This will result in more need for the BSGM tech unfortunately. (I say unfortunately because I don't think people who were led to believe these shots were the 'safest' and 'most tested' drugs in history, and took them without really researching first, ever expected many of the ramifications would carry on years later with grave impact to too many.)
"The authors concluded that at the cellular level, the effects of the COVID-19 vaccines seemed to align closer with cardiomyopathy than with myocarditis. Cardiomyopathy is a condition where heart muscles become both structurally and functionally abnormal in the absence of other heart diseases."
"Myocarditis will present with a dilated heart and patients having trouble breathing and heart failure," Dr. McCullough said. "What we're seeing with vaccines is not heart failure. It's actually cardiac arrest, which is primarily an electrical [signaling] problem."
The heart abnormalities exhibited in the cells, likely caused by disruption to RyR2 and increased PKA protein levels, "are risk factors for sudden cardiac death, ventricular tachyarrhythmias, and contractile dysfunction," they added.
"It's very worrisome," particularly since disruptions to the RyR2 receptor
are directly linked to sudden cardiac death, Dr. McCullough said. "The pattern we're seeing is people take the vaccine, and they die during exercise, or they die between 3 a.m. and 6 a.m.—again, where there's a surge of catecholamines or stress in the body."

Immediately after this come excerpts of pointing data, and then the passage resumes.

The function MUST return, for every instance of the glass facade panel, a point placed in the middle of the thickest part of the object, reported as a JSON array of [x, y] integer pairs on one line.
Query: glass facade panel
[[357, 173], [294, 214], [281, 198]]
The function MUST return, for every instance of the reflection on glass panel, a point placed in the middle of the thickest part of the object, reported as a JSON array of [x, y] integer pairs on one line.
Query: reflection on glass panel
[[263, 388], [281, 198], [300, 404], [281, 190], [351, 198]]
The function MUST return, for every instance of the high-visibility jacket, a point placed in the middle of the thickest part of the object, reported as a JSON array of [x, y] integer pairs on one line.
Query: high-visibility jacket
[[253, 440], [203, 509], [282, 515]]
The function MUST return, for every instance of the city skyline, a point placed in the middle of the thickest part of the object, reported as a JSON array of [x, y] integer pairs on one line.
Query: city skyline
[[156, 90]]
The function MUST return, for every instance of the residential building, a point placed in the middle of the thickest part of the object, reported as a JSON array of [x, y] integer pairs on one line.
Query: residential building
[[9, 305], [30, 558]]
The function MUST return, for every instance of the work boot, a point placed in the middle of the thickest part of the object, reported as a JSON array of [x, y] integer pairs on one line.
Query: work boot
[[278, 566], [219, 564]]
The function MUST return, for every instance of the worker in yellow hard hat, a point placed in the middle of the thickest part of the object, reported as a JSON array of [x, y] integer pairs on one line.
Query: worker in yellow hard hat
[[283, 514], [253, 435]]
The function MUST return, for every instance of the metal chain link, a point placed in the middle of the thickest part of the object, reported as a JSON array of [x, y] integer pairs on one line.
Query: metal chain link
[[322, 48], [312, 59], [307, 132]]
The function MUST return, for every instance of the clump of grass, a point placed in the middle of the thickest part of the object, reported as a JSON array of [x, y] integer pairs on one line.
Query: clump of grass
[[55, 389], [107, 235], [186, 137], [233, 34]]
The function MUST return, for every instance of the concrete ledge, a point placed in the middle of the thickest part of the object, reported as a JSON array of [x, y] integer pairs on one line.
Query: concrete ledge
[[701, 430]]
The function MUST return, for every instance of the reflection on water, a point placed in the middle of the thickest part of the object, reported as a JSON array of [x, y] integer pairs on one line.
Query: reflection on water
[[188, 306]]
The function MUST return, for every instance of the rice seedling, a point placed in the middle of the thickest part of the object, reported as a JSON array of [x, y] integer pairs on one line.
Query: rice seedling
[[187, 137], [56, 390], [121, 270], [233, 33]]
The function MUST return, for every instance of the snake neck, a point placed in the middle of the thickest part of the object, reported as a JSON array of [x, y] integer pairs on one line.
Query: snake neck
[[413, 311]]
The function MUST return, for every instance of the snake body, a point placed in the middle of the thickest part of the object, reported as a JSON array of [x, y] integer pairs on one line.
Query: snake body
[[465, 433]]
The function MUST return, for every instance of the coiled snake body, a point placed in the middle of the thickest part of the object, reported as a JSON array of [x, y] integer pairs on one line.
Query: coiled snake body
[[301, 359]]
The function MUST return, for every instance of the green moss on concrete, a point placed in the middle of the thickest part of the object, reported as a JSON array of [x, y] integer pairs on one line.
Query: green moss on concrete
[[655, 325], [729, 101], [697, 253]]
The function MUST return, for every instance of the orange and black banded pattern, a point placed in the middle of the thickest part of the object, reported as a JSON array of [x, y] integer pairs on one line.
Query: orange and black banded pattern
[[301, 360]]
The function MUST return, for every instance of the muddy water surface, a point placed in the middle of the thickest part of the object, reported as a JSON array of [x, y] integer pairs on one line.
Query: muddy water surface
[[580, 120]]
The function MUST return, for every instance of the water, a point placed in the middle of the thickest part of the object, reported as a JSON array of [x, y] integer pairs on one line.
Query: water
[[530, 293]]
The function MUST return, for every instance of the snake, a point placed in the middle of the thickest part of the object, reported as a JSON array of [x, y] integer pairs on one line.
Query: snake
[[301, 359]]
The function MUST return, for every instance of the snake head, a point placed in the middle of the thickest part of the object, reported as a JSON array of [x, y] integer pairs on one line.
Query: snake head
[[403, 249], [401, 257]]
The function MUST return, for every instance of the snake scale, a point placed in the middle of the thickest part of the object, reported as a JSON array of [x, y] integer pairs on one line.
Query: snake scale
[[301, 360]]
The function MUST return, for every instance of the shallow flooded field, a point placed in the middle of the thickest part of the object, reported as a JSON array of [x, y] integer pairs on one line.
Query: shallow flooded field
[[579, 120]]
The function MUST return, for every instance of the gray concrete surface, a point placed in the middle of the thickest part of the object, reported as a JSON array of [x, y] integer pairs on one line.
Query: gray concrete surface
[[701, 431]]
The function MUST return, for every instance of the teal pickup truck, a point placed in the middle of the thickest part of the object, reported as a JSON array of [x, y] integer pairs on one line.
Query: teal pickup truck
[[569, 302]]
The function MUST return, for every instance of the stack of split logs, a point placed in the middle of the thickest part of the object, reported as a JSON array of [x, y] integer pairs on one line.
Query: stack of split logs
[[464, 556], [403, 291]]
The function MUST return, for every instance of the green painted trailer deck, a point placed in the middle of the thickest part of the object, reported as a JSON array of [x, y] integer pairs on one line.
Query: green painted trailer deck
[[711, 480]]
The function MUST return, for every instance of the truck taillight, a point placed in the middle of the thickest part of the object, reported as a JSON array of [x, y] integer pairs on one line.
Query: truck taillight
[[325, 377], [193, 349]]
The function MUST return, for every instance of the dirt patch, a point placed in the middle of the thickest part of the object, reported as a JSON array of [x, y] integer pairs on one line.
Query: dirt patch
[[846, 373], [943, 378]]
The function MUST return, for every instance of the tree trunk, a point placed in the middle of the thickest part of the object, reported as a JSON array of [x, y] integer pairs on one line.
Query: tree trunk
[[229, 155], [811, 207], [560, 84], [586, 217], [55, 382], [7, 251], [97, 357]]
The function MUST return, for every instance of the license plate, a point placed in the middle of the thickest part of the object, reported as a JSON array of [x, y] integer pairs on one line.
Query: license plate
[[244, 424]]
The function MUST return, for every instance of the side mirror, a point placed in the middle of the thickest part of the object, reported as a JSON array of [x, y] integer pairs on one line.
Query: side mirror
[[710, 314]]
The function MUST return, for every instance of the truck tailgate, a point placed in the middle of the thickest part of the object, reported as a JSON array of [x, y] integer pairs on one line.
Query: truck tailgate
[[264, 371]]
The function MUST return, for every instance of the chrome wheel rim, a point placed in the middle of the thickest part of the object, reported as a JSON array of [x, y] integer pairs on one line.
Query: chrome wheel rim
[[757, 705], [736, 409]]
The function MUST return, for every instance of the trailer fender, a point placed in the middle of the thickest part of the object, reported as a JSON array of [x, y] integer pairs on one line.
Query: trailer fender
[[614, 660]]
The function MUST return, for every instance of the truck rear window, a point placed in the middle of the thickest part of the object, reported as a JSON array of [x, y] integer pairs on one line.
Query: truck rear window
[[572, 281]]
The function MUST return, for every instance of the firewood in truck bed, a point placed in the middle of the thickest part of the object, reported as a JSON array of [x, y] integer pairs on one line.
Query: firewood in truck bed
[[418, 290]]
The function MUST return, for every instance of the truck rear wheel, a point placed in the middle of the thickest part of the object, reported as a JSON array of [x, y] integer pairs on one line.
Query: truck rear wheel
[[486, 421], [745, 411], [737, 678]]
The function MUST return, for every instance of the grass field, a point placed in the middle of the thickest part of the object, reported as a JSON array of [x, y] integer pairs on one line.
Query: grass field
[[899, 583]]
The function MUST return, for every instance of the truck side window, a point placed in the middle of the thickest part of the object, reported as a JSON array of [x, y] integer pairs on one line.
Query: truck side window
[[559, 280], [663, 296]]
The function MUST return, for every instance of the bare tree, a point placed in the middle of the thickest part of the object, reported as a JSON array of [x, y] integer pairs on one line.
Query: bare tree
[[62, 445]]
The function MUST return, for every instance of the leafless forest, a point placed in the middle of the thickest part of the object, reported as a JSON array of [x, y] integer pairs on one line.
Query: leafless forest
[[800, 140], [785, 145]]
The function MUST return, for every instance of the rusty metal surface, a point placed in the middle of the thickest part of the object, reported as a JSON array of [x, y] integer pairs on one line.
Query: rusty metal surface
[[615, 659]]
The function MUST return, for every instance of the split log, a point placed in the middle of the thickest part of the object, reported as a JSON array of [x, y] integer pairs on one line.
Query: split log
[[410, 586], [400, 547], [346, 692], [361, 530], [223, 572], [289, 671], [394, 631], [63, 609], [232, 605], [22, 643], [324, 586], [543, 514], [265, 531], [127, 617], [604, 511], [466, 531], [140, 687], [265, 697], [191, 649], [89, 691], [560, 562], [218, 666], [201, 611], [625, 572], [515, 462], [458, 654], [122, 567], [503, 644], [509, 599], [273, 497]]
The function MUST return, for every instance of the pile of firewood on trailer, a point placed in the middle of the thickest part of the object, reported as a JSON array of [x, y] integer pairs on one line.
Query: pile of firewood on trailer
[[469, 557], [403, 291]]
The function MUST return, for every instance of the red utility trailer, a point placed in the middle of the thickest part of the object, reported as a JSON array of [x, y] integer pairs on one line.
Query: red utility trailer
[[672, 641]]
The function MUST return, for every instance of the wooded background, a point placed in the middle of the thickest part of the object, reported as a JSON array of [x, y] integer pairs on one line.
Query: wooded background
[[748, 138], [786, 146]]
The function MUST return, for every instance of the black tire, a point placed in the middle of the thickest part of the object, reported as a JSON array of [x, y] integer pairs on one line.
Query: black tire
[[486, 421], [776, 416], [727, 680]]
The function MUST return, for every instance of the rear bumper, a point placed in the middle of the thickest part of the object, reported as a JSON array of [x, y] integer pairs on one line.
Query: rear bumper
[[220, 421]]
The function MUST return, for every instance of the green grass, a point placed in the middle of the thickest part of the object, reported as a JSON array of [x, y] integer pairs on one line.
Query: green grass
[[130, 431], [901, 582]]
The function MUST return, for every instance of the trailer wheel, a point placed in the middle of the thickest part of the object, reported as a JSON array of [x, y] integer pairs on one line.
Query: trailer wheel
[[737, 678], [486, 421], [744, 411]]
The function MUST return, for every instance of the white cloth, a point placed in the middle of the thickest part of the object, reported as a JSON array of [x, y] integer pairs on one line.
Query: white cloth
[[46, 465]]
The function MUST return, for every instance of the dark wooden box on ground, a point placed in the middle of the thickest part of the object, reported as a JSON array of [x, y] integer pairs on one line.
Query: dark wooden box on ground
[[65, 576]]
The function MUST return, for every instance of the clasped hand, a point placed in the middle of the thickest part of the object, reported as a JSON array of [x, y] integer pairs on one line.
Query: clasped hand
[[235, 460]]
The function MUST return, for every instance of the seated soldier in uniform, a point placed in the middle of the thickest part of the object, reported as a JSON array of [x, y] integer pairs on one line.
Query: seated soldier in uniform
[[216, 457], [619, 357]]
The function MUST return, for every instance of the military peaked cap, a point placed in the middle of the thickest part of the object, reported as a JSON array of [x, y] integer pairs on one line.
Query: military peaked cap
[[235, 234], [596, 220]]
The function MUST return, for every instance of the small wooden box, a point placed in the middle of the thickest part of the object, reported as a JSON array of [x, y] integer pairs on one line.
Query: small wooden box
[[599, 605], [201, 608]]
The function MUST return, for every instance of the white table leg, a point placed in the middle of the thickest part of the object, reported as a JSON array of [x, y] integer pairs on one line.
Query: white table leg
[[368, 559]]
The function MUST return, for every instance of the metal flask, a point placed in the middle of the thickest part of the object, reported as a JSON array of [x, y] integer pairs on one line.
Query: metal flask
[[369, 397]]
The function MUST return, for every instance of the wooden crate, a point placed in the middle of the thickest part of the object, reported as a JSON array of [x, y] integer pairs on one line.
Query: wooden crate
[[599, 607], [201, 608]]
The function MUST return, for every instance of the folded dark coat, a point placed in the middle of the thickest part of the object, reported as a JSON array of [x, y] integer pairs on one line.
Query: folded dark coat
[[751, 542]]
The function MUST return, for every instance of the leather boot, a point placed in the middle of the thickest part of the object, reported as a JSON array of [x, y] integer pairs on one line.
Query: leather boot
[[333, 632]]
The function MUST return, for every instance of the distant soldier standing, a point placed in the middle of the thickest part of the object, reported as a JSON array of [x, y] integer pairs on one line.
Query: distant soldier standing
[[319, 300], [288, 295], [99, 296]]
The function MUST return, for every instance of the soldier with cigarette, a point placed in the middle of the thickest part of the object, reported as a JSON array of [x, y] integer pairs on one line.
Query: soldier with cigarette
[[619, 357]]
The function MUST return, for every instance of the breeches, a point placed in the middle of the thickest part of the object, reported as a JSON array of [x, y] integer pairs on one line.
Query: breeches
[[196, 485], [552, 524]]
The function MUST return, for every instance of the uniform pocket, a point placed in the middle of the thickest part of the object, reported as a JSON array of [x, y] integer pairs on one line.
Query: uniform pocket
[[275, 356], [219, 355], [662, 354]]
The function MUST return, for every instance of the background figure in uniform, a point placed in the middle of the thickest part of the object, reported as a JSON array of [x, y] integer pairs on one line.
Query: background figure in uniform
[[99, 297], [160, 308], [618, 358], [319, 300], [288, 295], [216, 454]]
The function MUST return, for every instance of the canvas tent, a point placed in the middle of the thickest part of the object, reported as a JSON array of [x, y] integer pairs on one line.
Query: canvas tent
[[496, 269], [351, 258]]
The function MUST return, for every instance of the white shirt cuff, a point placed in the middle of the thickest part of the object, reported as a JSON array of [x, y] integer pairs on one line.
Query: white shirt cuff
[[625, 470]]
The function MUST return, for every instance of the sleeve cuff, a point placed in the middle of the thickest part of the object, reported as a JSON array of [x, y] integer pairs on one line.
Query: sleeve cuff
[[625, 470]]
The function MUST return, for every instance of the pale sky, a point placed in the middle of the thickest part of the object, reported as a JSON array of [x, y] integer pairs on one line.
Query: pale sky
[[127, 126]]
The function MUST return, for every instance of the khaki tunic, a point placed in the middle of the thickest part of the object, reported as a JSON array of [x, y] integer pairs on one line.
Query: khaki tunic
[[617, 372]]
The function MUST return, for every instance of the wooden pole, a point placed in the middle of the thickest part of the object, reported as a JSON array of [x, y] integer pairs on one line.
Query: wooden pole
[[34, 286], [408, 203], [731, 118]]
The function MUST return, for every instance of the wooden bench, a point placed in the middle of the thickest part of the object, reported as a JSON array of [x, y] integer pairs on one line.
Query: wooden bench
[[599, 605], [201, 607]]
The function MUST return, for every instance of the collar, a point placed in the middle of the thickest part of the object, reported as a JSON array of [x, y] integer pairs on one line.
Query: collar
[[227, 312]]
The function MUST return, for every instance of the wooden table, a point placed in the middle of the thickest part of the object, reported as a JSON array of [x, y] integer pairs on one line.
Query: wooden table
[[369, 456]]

And this came out two weeks ago:
In the first 24 h after application, both mRNA-1273 and BNT162b2 caused neither functional disturbances nor morphological abnormalities. After 48 h, expression of the encoded spike protein was detected in ventricular cardiomyocytes for both mRNAs. At this point in time, mRNA-1273 induced arrhythmic as well as completely irregular contractions associated with irregular as well as localized calcium transients, which provide indications of significant dysfunction of the cardiac ryanodine receptor (RyR2). In contrast, BNT162b2 increased cardiomyocyte contraction via significantly increased protein kinase A (PKA) activity at the cellular level.
Conclusions and Implications
Here we demonstrated for the first time, that in isolated cardiomyocytes, both mRNA-1273 and BNT162b2 induce specific dysfunctions that correlate pathophysiologically to cardiomyopathy. Both RyR2 impairment and sustained PKA activation may significantly increase the risk of acute cardiac events.